The potential Chinese tariff on U.S. soybeans could have one of the biggest financial impacts on U.S. farmers. Currently, the U.S. exports about half of the annual soybean production, with China accounting for about 60 percent of the total U.S. soybean exports. Nearly one-third of annual U.S. soybean production is exported to China, with those exports totaling nearly $14 billion in 2017. China also accounts for about 80 percent of U.S. sorghum exports, as well as smaller amounts of corn and wheat. China does import some ethanol and DDG’s from the U.S., which could be affected by the added tariffs.
After the Chinese announcement regarding the potential added soybean tariffs, soybean futures on the Chicago Board of Trade were down over 50 cents per bushel, but prices have stabilized since the initial announcement of he added tariffs. Soybean producers worry about the potential market price impacts if China were to actually implement the proposed additional 25 percent tariff on U.S. soybeans.
Some grain trading experts point out that the timing of these threats toward U.S. soybean imports into China are favorable to the Chinese, because China usually imports a higher percentage of soybeans from South America during the spring and summer months. Soybean imports from the U.S. into China usually increase in the fall, when the U.S. soybean harvest occurs. Most of the soybeans imported into China are processed into soybean meal, which is fed to livestock. Many experts do not feel that China can source enough soybeans from South America and other parts of the world to meet their annual demand for soybeans without importing some U.S. soybeans.
USDA is currently estimating soybean ending stocks at the end of the 2017-18 marketing year to be over 500 million bushels, which would be at the highest level in over a decade. Any significant reduction in soybean exports to China in the next year would likely cause those carryover estimates to increase, which would put more pressure on soybean market prices. Of course, the level of planted soybean acres in the U.S. in 2018, along with the national average yield this year, will also impact the soybean supply and ending carryover level.
According to the National Pork Producers Council, China was the third highest export destination for U.S. pork, trailing only Canada and Mexico. U.S. pork exports to China totaled approximately $1.1 billion in 2017; however, U.S. pork exports to China have been declining in recent years, due to China’s increased domestic hog production, and more Chinese pork imports from the European Union.
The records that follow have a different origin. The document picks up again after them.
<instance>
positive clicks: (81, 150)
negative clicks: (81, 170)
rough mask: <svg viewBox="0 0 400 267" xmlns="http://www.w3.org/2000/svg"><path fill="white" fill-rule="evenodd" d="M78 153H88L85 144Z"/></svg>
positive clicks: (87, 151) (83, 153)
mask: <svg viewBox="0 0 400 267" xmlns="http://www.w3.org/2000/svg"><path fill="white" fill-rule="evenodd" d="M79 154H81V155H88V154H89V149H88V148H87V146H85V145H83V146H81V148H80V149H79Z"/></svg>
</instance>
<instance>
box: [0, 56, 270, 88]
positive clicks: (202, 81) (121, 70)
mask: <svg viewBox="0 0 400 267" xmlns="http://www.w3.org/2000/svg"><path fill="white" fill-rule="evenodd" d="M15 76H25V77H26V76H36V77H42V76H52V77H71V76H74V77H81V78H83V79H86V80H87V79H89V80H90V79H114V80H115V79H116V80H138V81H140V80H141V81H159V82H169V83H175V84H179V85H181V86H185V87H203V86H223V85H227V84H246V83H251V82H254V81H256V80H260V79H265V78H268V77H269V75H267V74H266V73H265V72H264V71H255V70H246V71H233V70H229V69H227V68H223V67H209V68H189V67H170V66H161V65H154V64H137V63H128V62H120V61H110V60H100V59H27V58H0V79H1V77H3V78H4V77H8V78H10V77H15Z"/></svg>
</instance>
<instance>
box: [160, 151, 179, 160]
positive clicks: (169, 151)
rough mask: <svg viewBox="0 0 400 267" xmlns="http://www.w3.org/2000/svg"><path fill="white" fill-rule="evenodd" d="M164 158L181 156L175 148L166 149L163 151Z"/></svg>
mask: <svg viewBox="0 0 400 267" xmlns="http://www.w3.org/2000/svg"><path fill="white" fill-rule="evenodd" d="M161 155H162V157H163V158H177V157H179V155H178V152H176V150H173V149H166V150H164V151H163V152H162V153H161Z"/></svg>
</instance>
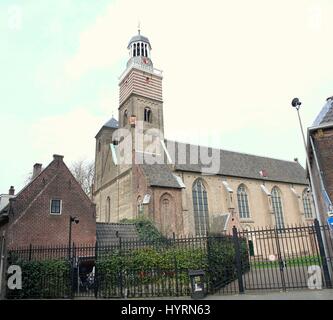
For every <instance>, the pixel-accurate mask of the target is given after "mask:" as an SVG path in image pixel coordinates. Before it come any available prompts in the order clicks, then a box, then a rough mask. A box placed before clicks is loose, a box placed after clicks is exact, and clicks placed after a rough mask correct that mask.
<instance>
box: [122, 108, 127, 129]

Hog prices have declined since the announcement of the additional Chinese tariffs on U.S. pork; however, the downturn in recent weeks has also been caused by rising hog numbers and increased pork supplies in the U.S.
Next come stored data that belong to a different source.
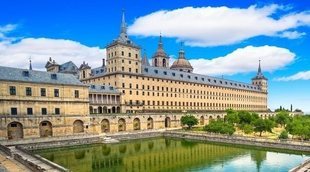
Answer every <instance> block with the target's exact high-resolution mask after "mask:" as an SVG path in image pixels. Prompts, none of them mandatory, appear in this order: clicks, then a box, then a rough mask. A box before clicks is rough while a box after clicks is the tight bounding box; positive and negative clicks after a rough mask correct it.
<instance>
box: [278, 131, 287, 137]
mask: <svg viewBox="0 0 310 172" xmlns="http://www.w3.org/2000/svg"><path fill="white" fill-rule="evenodd" d="M279 139H288V133H287V131H286V130H284V131H282V132H281V134H280V135H279Z"/></svg>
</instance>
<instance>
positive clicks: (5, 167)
mask: <svg viewBox="0 0 310 172" xmlns="http://www.w3.org/2000/svg"><path fill="white" fill-rule="evenodd" d="M1 170H3V171H5V172H6V171H7V172H31V171H30V170H29V169H28V168H27V167H25V166H24V165H22V164H21V163H19V162H16V161H15V160H14V159H11V158H10V157H7V156H6V155H4V154H3V153H2V152H0V171H1ZM1 172H2V171H1Z"/></svg>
What is frustrating for many farm operators is that soybean production has been more profitable than raising corn in the past couple of years, and soybeans are projected to be more profitable again in 2018. According to farm business management data for Western and Southern Minnesota, soybeans showed an average profit of $28.11 per acre in 2017 and $84.82 per acre in 2016, as compared to negative average profit margins for corn of ($36.75) per acre in 2017 and ($55.36) per acre in 2016. Hog producers also showed positive profit margins in 2017 and 2016. According to the farm management data, combination crop and hog farms had the highest average net farm income level in 2017.
A full-fledged “trade war” between the U.S. and China would likely have a serious economic impact on both countries. Farm operators, agricultural suppliers, and rural communities in the Midwest would likely be especially hard-hit economically by a “trade-war” with China. Fortunately, thus far it has mainly been threats, and trade negotiations between the two countries are continuing. The agriculture industry is hoping that a workable agreement can be reached before the situation escalates further into a “trade war” with China.